Asian stocks fell. Hong Kong’s benchmark Hang Seng index dropped 3.8 per cent, while South Korea’s Kospi index fell 2.7 per cent. Markets in Japan and mainland China were shut for holidays.
With US-China friction re-emerging, the offshore renminbi stabilised, having earlier weakened as much as 0.3 per cent against the US dollar to Rmb7.1561 in Asian trading — the lowest level for the Chinese currency’s less regulated exchange rate in 45 days. Onshore trading, which is more tightly controlled by China’s central bank, was closed due to Monday’s holiday.
Robert Carnell, chief China economist at ING, said the return of trade tensions was weighing on the Chinese currency as the relative stability provided by last year’s “phase one” trade deal came under threat.
“It is possible that the US administration feels emboldened to restart the trade rhetoric given the rally stocks have undergone in recent weeks,” Mr Carnell said. “If so, Friday’s S&P 500 sell-off comes as a reminder that the underlying drivers for markets have not changed.”

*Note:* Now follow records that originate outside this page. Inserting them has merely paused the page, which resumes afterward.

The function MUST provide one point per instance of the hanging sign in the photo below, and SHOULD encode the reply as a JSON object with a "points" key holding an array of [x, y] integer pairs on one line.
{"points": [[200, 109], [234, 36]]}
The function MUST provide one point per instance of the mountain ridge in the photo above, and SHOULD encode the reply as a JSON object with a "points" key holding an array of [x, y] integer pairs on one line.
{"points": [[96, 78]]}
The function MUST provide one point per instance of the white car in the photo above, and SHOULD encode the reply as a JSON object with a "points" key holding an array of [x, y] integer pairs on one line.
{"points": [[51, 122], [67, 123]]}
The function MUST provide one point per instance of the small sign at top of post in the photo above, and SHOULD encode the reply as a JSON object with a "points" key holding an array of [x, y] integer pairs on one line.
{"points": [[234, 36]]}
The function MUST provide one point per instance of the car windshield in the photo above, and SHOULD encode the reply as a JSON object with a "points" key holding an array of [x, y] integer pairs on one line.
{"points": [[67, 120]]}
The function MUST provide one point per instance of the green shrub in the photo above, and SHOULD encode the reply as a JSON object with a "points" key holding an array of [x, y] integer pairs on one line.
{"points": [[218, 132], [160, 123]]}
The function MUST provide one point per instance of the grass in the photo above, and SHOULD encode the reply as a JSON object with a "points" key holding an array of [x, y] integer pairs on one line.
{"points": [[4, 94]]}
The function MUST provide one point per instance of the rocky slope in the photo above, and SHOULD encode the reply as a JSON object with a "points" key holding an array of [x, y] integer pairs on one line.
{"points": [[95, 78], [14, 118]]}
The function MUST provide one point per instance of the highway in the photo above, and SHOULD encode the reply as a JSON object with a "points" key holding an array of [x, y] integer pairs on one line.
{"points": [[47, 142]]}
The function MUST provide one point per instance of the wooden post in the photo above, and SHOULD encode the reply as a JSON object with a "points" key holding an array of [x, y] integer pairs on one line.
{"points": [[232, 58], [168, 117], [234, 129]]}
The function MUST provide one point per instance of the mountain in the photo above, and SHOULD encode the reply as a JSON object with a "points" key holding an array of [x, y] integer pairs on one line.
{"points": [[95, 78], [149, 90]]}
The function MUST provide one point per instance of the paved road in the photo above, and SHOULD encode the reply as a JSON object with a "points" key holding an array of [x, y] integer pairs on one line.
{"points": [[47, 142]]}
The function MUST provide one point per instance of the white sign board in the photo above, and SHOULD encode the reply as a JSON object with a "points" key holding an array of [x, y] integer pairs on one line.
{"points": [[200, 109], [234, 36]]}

Oil benchmarks also got off to a poor start for the week, hit by persisting worries about oversupply and inadequate storage. West Texas Intermediate, the US marker, was down 5.2 per cent at $18.75 a barrel in early London trading while Brent crude, the international benchmark, dropped 0.2 per cent to $26.35.
The decline in oil prices, which followed their first weekly gain in a month, came as optimism buoyed by output cuts began to slip again.
Last month US oil prices collapsed into negative territory for the first time as the rising cost of increasingly scarce storage pushed producers to pay buyers to take product off their hands.
Signs of risk aversion were still prevalent on Monday, with a $500m oil exchange traded fund in Hong Kong saying that its broker had blocked it from increasing its holdings of crude oil futures.
Analysts at Citi warned that the “worst is likely yet to come, given signs of global storage reaching tank tops even as a demand recovery starts”.